Sementara untuk penanganan wabah terhadap PMI ini, pihaknya mengaku mengikuti proses yang ditangani oleh pemerintah sesuai dengan arahan Organisasi Kesehatan Dunia atau World Health Organization (WHO).
“Dari sisi kami KPI, Kesatuan Pelaut Indonesia, bersama jejaring kami di ITF, Internasional Transport workers Federation, kami mengawal hak-hak para ABK di atas kapal tersebut,” tuturnya.
Para Pekerja Migran Indonesia (PMI) asal Bali yang berada di kapal pesiar Diamond Princess ingin segera pulang.
Kapal pesiar tersebut dikabarkan diterjang wabah virus korona saat bersandar di Perairan Yokohama Jepang.
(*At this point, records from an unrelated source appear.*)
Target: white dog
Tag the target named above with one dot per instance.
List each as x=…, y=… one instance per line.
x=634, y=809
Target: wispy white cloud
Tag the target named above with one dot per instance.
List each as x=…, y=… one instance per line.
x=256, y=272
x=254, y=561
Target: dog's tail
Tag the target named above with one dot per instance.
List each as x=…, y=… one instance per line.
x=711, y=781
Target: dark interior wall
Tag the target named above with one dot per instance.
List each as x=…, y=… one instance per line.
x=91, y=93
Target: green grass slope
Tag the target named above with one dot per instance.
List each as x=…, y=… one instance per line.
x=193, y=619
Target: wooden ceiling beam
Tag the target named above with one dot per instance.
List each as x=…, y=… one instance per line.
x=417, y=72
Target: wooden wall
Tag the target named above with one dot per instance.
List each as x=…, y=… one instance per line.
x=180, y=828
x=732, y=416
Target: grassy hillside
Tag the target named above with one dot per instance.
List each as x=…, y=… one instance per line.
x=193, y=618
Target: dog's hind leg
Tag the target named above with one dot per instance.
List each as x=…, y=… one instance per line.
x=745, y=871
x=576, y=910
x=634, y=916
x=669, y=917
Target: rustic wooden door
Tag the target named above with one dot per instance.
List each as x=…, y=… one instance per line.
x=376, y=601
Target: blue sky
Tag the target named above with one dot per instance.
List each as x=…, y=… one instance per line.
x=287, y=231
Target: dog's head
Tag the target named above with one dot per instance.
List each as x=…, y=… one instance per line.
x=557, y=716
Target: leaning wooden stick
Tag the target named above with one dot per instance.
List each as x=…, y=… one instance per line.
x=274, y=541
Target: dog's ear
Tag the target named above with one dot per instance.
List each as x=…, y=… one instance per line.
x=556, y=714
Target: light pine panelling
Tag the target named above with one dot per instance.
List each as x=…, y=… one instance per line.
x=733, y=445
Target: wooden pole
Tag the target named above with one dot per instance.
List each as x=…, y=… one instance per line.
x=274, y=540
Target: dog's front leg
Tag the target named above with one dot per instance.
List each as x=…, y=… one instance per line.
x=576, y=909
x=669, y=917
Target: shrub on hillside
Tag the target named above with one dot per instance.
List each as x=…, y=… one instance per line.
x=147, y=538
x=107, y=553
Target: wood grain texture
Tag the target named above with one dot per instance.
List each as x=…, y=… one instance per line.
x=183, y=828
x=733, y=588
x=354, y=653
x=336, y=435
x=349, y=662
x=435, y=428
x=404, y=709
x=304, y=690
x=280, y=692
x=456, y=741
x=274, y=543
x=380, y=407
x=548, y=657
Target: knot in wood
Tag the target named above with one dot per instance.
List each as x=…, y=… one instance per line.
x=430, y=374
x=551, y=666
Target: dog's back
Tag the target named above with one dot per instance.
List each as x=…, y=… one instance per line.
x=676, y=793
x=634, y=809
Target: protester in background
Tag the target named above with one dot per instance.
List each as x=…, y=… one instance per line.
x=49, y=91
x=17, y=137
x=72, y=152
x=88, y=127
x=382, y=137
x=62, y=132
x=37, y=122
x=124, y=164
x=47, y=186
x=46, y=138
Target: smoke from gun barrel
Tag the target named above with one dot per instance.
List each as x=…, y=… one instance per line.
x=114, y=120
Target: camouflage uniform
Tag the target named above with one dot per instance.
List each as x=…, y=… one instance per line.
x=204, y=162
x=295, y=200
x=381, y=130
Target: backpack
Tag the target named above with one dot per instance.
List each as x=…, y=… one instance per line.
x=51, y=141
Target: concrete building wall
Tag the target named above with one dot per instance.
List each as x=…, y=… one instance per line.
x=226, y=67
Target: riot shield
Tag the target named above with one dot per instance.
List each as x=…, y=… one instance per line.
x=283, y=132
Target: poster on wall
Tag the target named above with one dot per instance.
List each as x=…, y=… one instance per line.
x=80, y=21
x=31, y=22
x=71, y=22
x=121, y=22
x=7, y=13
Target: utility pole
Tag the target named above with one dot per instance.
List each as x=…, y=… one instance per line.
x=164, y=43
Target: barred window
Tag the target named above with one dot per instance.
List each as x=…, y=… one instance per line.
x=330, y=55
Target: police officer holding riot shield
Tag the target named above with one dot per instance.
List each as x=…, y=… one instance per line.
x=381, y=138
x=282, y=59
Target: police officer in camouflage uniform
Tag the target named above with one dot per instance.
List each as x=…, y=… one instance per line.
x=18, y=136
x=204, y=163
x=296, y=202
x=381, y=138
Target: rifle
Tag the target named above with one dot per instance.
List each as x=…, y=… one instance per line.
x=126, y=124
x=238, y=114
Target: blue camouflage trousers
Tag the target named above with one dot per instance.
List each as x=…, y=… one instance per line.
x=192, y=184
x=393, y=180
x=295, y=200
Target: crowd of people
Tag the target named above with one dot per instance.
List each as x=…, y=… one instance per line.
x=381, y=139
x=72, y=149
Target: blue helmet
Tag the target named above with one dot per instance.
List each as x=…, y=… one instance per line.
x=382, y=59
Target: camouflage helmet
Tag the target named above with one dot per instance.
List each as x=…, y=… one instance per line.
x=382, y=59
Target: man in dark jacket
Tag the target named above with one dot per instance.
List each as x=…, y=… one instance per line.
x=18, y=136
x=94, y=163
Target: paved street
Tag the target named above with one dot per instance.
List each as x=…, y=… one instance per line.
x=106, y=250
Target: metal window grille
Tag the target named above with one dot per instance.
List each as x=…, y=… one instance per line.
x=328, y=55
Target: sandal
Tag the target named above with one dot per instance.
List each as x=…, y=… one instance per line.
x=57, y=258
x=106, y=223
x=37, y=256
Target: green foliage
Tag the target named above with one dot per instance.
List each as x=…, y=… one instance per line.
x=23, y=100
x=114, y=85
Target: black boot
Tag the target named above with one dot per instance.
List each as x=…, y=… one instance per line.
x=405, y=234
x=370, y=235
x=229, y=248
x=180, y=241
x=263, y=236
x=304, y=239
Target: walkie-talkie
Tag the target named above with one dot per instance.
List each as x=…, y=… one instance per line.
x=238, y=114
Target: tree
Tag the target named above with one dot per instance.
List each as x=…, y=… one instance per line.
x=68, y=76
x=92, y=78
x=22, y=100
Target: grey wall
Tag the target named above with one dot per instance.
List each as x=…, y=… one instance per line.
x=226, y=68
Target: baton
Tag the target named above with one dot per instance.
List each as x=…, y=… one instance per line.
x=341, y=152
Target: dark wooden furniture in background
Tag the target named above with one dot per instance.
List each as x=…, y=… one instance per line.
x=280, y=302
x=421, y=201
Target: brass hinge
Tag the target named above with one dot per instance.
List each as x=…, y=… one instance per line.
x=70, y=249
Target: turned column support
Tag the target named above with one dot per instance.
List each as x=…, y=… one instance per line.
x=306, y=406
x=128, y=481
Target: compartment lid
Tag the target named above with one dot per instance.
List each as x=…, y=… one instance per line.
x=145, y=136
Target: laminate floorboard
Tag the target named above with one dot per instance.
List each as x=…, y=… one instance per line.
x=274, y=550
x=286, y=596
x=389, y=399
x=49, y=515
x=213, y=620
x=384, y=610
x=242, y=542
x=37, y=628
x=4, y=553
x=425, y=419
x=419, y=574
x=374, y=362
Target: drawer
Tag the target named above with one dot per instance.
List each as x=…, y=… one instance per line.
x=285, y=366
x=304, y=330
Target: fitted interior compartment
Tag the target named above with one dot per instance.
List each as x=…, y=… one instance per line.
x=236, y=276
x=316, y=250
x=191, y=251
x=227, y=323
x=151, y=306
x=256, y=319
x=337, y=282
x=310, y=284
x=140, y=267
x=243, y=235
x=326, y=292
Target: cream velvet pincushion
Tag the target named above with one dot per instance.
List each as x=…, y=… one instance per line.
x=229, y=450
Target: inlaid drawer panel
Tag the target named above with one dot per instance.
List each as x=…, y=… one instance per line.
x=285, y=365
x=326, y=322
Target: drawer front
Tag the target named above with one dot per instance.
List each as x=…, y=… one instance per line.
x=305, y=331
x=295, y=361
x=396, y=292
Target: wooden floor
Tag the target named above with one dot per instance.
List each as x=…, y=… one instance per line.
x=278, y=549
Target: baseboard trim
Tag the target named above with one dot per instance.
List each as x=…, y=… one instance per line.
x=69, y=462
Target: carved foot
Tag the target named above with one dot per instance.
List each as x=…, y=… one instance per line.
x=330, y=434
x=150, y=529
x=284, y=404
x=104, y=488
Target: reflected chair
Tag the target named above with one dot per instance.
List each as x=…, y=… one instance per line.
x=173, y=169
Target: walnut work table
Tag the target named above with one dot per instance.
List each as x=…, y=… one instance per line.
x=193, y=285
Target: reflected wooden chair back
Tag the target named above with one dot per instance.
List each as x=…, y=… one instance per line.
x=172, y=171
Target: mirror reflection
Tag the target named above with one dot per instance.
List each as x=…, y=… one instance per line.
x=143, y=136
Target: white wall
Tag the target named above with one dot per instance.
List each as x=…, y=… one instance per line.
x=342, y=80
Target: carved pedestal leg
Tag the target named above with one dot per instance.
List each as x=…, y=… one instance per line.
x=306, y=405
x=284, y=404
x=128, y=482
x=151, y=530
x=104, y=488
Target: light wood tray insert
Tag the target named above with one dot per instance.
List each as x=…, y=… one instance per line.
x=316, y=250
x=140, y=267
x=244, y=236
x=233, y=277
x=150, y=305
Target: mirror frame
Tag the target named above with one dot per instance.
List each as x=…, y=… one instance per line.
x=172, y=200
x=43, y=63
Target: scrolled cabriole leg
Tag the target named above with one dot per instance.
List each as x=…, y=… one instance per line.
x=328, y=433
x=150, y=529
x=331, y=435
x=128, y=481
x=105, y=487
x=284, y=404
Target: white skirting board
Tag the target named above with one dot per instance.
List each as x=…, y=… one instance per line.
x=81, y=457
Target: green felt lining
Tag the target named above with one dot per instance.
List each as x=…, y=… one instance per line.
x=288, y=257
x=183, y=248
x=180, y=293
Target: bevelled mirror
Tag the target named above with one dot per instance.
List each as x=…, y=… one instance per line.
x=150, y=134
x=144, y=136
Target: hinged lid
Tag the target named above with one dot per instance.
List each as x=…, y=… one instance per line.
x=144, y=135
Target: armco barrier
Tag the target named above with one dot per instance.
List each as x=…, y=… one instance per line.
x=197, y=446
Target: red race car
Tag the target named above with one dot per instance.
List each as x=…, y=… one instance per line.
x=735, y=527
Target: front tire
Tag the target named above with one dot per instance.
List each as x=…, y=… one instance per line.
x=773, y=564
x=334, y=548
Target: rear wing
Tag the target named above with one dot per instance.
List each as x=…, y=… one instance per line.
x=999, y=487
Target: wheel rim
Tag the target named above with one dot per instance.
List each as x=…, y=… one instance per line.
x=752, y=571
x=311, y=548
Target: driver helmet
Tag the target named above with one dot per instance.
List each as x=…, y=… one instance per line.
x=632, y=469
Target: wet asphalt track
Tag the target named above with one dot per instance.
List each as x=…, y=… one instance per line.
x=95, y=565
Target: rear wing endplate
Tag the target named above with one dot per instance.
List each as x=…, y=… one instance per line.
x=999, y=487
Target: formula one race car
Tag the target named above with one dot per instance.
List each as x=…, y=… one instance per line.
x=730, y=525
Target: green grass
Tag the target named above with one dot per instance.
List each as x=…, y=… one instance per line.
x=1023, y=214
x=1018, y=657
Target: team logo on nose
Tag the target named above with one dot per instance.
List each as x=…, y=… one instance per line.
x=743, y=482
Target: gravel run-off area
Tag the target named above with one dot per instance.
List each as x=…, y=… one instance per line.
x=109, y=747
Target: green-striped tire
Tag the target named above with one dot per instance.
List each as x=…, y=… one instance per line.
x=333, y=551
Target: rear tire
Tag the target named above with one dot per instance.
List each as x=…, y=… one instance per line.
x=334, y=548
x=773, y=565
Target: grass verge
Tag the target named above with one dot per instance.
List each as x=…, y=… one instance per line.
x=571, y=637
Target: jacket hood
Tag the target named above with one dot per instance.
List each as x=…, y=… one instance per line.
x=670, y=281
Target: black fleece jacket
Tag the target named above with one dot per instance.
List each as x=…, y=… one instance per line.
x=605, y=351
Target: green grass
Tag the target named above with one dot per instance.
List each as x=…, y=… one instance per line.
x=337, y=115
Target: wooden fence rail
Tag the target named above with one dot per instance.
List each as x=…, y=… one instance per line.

Nasib mereka juga tergantung lobi pemerintah Indonesia dengan pemerintah Jepang.
Sekretaris Jenderal (Sekjen) Kesatuan Pelaut Indonesia (KPI) I Dewa Nyoman Budiasa mengatakan, walaupun terjadi evakuasi hari ini,
misalnya, harus tetap mengikuti mekanisme sesuai dengan arahan Organisasi Kesehatan Dunia atau World Health Organization (WHO).
Saat ini, menurutnya, pemerintah masih memikirkan proses evakuasinya, apakah melalui jalur laut atau diterbangkan.
Dirinya menuturkan, penumpang dalam kapal tersebut memang sudah dievakuasi, namun Anak Buah Kapal (ABK) masih berada didalam kapal.
Jika dalam situasi kegawatdaruratan, sesuai dengan prosedur memang penumpang yang harus didahulukan atau diprioritaskan.
Sementara ABK menjadi satu awak dengan kapalnya.”Jadi, sebenarnya dia (ABK) yang seharusnya memberikan service kepada passenger,” tuturnya.
Ia menjelaskan, bahwa pertama kali yang terkena virus corona dalam kapal Diamond Princess tersebut adalah penumpangnya.
Menurutnya, berita terkhir di media mengatakan, ada sekitar tiga hingga empat orang ABK Indonesia yang ikut terinfeksi.
“Apakah ini memang up to date, apakah memang itu dikeluarkan oleh pemerintah, itu yang saya melihatnya masih sumir. Saya sendiri belum dapat informasi tentang itu,” jelasnya.
Dirinya menilai, karena kapal Diamond Princess ini juga merupakan sebuah perusahaan, dengan asalan privasi makanya Kementerian Luar Negeri (Kemenlu) agak tertutup mengenai hal tersebut.
Dirinya berharap, agar pemerinta menghubungi keluarga ABK yang bersangkutan untuk memberikan ketenangan.
“Kalau tertutup pun tidak jadi masalah sebenarnya, tapi minimal pihak keluarga dikasih tahu biar mereka tidak was-was,” kata dia.
Ia juga berkeyakinan, bahwa para ABK sudah secara intensif menghubungi pihak keluarga. Sebab, dari pihak keluarga tidak ada menghubungi pihak KP menanyakan keluarga mereka.
Hal itu dikarenakan para ABK diatas kapal tidak dilakukan pembatasan untuk melakukan komunikasi.
“Mungkin hal itu juga yang menyebabkan tidak ada satupun pihak keluarga yang saya dengar melapor kepada instansi, pemerintah atau kami sendiri di KPI,” jelasnya.